The longest game would have to have white make 50 waiting moves and black to only do something permanent on their 50th move, like moving a pawn forward one. After another 49 waiting moves again, one of the players makes another permanent step.

These waiting moves can be shuffling knights around at the start of the game (carefully planning within each batch of 50 that the same position doesn't occur 3 times to avoid drawing the game) and then later by shuffling other pieces backwards and forwards.

The number of permanent moves we can count as each pawn getting to the other side (without jumping forwards two spaces) which is 6 spaces * 16 pawns = 96, plus every piece getting captured barring one = 29. You should avoid using pawns to do any captures because that would move them forwards. The remaining piece (plus the 2 kings) will be used to set up the final checkmate which will happen on the 50th move of that batch. Overall this makes (96 + 29 + 1) * 50 = 6300 moves.

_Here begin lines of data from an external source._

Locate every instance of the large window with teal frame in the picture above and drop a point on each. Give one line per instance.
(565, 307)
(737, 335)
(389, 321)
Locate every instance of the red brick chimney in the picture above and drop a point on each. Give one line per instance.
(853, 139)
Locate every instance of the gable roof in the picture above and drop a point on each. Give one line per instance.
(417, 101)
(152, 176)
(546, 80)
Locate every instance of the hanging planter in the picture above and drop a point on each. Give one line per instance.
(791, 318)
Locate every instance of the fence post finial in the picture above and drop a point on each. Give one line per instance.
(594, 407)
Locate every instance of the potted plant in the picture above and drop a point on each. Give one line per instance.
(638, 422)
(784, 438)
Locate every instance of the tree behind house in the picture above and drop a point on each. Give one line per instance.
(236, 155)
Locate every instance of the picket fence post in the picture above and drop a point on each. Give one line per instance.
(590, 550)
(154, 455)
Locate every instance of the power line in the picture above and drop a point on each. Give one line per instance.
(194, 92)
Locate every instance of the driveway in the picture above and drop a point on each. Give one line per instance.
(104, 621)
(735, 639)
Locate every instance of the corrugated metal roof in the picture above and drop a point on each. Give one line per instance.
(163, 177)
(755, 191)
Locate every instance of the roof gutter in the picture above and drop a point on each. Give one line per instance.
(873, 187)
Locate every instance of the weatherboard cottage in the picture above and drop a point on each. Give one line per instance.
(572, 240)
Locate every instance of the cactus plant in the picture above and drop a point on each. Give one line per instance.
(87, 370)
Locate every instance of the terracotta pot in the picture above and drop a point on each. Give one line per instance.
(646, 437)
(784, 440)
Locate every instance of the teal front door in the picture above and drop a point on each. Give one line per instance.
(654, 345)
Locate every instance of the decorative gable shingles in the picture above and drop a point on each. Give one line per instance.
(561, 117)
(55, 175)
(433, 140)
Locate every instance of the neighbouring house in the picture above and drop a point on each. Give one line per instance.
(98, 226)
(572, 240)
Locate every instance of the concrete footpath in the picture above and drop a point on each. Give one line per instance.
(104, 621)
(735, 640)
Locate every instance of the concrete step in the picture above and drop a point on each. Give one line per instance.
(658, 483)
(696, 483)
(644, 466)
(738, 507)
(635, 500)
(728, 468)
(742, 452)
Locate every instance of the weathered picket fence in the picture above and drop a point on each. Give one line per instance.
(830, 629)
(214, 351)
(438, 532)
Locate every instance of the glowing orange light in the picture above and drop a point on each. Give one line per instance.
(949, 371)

Since the 50 move rule has been brought in we have discovered endgames which are won for one side but take longer than 50 moves to complete. At first FIDE (the main chess body) started having exceptions for particular cases where they would have a 100 rule move instead, but with the advent of the computer age the number of these cases became too large and so they standardised on just reinstating the 50 move rule for everything.

The longest series of moves that we have found so far until something is captured or a pawn moved in a won game is in the position below where it takes 545 moves:

 Black to move. A win for white in 545 moves with best play from both sides.

Black to move. A win for white in 545 moves with best play from both sides.

In terms of actual games played, the longest recorded match in terms of moves was between Nikolić and Arsović in Belgrade 1989, which lasted for 269 moves and took 20 hours and 15 minutes to complete a drawn game. I find it surprising how low this is; I've seen end games go above 100 moves in club games and I would expect the see quite a long tail to the distribution of game length.